Hospitals are extremely useful places; let's state that right out of the gate. I have the utmost respect and love for these facilities and the people who work in them. If you are sick or in need of surgery, hospitals are the ideal place to be, because taking care of the sick and the injured is all they do. There's 24 hour care, and you don't even have to get out of bed if you don't want to do so. Someone will bring you food at regular intervals, and if you need anything, all you have to do is press that Very Special Button on your bed. Someone will show up and take care of you. That's some serious laziness right there--the nurses will bring you a bedpan if you can't be bothered/are unable to get out of bed, and they will clean you up if you happen to miss.
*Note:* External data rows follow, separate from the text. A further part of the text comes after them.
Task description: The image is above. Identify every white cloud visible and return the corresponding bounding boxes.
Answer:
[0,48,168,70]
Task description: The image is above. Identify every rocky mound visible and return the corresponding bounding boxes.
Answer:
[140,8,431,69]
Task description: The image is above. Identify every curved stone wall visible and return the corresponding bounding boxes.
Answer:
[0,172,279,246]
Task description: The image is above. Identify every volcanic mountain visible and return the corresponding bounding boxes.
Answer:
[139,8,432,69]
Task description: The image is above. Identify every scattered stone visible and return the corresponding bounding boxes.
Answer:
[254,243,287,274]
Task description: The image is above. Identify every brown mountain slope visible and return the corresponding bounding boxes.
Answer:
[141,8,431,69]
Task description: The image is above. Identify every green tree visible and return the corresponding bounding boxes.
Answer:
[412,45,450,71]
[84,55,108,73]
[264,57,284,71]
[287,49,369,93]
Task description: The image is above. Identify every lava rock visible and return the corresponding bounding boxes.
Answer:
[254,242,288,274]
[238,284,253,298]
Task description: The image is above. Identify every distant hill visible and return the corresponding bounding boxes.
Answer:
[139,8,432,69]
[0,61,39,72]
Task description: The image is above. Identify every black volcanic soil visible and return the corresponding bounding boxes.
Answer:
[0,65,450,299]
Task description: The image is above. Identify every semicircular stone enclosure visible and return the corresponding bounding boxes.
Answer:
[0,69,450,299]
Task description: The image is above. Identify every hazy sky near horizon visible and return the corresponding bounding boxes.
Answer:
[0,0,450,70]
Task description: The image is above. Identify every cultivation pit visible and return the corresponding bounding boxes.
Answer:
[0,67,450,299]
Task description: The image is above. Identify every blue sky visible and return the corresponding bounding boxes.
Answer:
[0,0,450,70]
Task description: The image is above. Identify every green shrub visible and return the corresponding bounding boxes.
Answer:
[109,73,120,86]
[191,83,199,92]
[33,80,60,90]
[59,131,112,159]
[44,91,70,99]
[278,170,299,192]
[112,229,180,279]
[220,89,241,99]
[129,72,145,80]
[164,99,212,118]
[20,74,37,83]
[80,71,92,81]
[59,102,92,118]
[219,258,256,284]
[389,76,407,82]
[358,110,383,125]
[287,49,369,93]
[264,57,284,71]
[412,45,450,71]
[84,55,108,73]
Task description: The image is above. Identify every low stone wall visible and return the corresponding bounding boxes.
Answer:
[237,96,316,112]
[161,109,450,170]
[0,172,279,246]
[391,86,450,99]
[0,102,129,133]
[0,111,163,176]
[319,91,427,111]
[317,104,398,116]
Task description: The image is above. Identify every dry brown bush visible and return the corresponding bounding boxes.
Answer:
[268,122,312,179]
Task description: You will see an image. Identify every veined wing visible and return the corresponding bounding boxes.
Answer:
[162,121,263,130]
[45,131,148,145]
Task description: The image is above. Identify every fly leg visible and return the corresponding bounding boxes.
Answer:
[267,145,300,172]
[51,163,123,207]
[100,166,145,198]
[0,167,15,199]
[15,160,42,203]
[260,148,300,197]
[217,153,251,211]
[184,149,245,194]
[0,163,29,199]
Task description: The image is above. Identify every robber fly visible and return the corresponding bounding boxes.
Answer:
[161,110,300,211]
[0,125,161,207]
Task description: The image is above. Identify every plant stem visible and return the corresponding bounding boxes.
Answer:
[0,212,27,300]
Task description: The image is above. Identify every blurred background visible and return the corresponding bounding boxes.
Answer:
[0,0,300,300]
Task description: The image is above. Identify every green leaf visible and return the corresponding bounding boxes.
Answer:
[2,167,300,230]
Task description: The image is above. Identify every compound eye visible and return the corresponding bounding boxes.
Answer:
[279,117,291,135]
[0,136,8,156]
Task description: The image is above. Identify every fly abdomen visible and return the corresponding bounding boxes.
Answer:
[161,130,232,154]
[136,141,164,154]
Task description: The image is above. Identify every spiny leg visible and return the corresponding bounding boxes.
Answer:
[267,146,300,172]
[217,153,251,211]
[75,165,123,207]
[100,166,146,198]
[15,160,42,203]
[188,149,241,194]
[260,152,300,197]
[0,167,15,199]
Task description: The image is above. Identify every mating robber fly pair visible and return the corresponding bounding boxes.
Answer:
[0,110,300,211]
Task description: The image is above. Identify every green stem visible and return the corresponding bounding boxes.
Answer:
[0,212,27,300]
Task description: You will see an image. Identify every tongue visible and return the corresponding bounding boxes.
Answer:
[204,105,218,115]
Not that that has ever happened to me. *cough*
Three. Whole. Days.
I had a lot of time to think while I was in that hospital bed, because my husband would not allow me to access the hospital's unsecured WiFi. One of the topics I thought hard about was how I might provide my fellow person with some sort of helpful survival hints regarding hospital visits. If I had to suffer, at least the next person would be able to benefit from my wisdom. It took me a few minutes to narrow things down, but here are my top bits of advice. I hope that none of you ever need to be hospitalized for anything, but if you ever are, here is what you will need to make your stay less likely to result in mayhem.
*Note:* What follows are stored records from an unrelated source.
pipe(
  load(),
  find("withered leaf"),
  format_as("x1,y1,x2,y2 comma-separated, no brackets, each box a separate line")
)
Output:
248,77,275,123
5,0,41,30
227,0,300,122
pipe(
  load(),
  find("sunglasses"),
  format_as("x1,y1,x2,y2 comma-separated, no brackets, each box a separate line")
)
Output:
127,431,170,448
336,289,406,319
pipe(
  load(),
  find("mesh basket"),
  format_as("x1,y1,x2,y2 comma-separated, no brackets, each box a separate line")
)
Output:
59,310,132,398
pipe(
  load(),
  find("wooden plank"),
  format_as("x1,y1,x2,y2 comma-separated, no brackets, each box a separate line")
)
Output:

1. A private room. I didn't think about requesting a private room; I was so completely overwhelmed by the idea of having a mastectomy that it slipped my mind until they wheeled me into the room. Meh, I said. I can get along with just about anybody, I said. I'll deal, I said. That was obviously the drugs talking. My roomie turned out to be a 62 year old woman suffering from kidney stones, among other ailments. I know way more about this woman than I should because She. Did. Not. Stop. Talking. Ever. And all of what she said was TMI. The privacy curtain that my husband pulled between us was taken as a suggestion rather than a blatant hint. She even commandeered MY doctors when they came in to check on me, and they had to hear about the size of her kidney stones and pain levels while I mouthed "I AM SO SORRY!" on the other side of the curtain. When this wonderful lady wasn't talking, she was praying over me. Then I felt guilty for wanting to punt her out the window, but only a little bit. The silence once she was finally discharged was golden, and I have learned my lesson. A private room is now a nonnegotiable.
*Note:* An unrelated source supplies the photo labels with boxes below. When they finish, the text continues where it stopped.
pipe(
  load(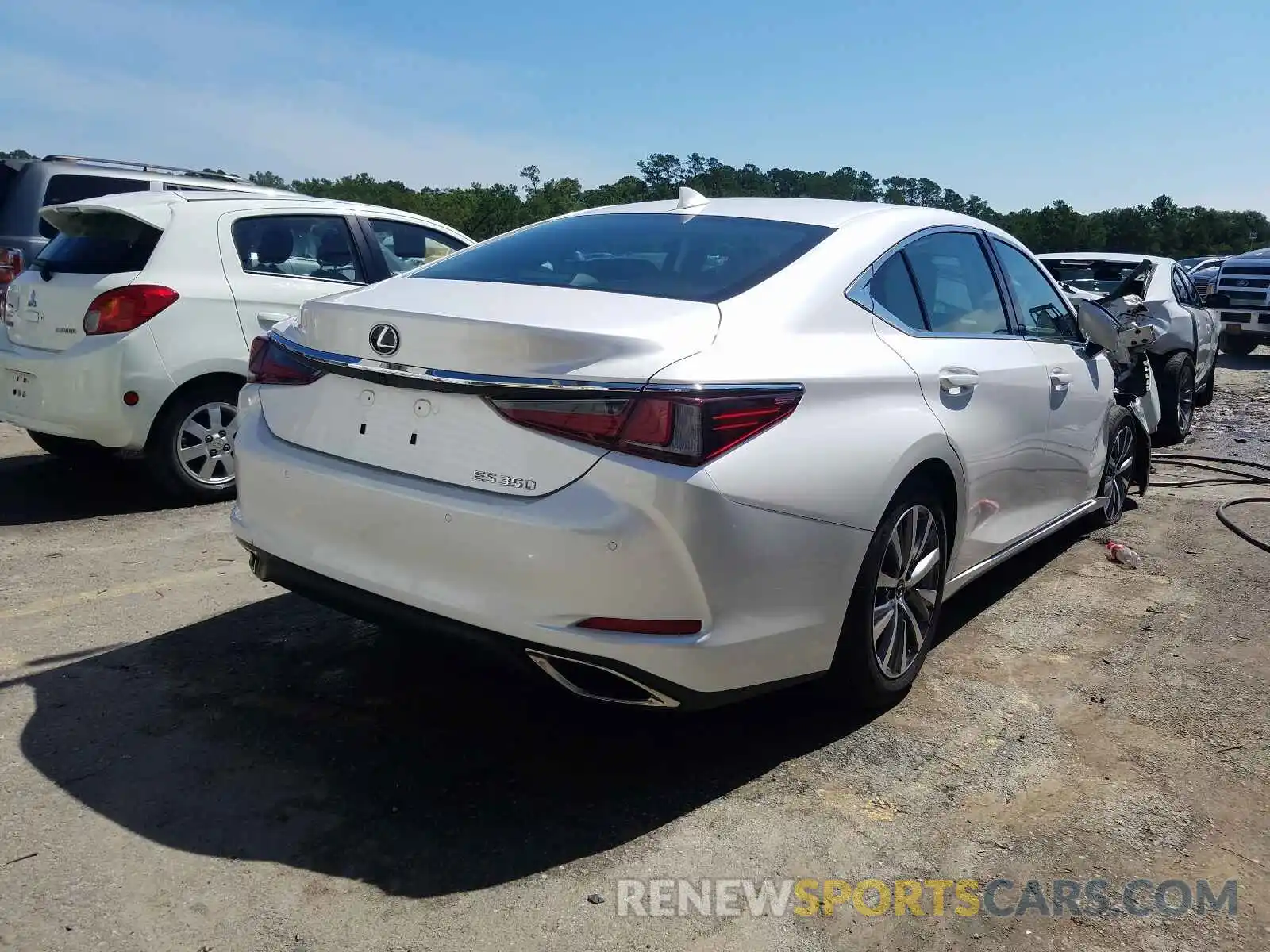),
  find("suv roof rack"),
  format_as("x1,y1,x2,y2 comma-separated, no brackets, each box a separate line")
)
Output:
40,155,250,182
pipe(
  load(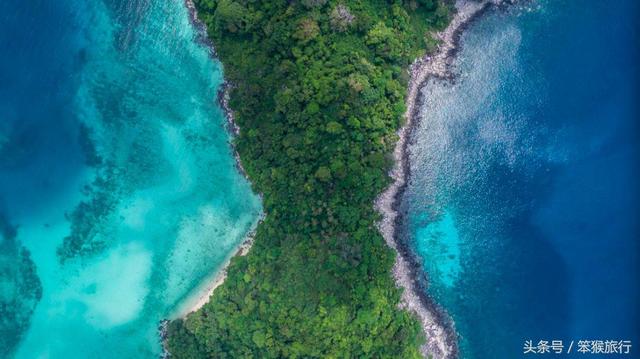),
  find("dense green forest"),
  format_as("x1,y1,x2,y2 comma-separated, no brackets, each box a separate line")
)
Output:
166,0,450,358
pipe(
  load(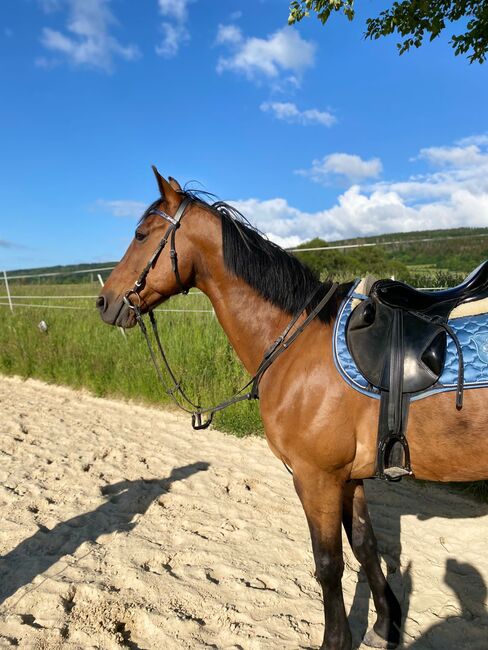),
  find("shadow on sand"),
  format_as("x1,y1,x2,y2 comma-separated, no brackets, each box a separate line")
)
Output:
349,481,488,650
0,462,209,604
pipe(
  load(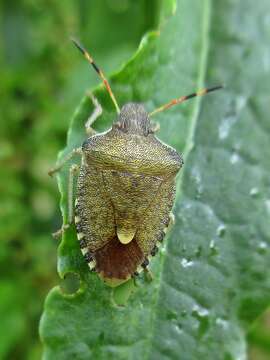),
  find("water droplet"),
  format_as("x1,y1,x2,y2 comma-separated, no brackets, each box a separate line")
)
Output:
217,224,226,237
216,318,229,329
191,305,209,338
259,241,268,254
181,258,193,268
249,187,260,197
192,167,203,199
235,95,247,113
230,152,240,165
218,116,235,140
209,240,218,256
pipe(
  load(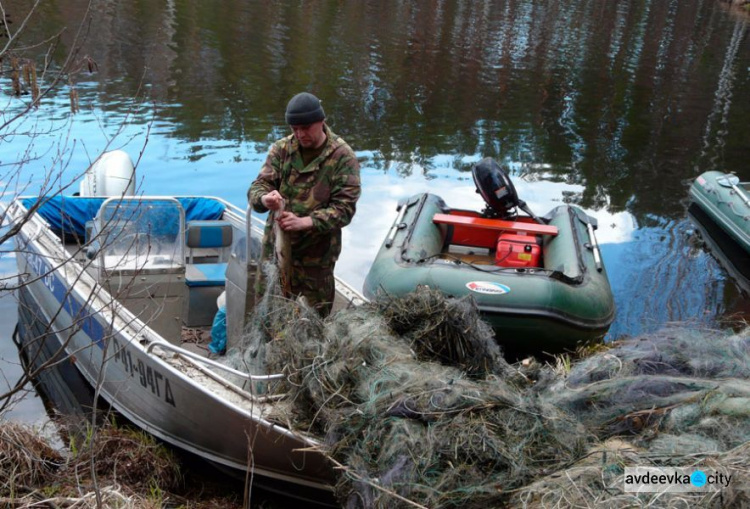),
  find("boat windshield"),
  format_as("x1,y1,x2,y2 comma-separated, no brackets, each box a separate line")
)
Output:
92,198,185,270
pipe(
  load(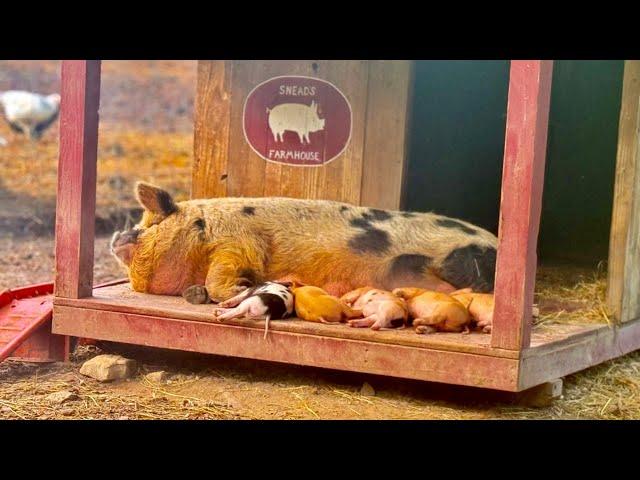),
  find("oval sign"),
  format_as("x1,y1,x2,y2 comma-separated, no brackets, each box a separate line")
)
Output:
242,76,351,167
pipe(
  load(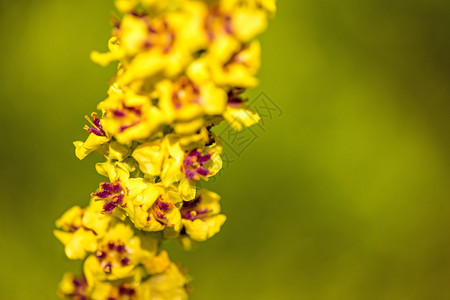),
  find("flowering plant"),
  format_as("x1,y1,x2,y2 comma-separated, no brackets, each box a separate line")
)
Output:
54,0,275,300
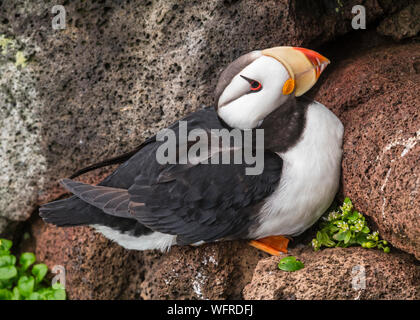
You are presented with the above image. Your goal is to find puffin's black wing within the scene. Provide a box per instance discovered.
[121,108,283,244]
[128,151,282,244]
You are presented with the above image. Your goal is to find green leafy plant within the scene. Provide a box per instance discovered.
[0,239,66,300]
[312,198,390,253]
[278,256,305,272]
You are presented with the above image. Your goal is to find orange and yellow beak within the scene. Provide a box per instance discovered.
[262,47,330,97]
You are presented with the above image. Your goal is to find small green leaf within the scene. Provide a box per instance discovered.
[0,239,13,250]
[333,231,350,241]
[0,239,13,256]
[0,266,17,280]
[32,263,48,283]
[362,226,370,233]
[53,289,66,300]
[344,231,351,244]
[0,254,16,267]
[278,256,305,272]
[26,292,42,300]
[0,289,12,300]
[19,252,36,271]
[11,287,21,300]
[18,276,35,297]
[344,197,353,205]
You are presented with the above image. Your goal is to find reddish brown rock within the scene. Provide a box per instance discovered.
[244,247,420,300]
[25,220,267,300]
[315,43,420,258]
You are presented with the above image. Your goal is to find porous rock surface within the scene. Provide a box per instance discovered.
[27,220,267,300]
[315,42,420,259]
[243,247,420,300]
[0,0,420,299]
3. Ear plugs/eye mask. The hospital provided these items for me, and boy was I grateful. You would not believe the number of lights and sounds that are inconveniently located in your room, but you will discover every last one of them once it's lights out. Such as the machine that massages your legs to prevent blood clots. Or the IV pump that lights up and sounds the alarm when you run out of morphine. Or the television above your roommate's bed that has to run because she's so busy talking that she can't sleep. That's not including all the times that various people come into your room to poke you with needles or take your blood pressure. I put that eye cover on and those ear plugs in and was off to slumber land for at least the four hours before shift change. A white noise machine or app that muffles some of the strange sounds around you can also help.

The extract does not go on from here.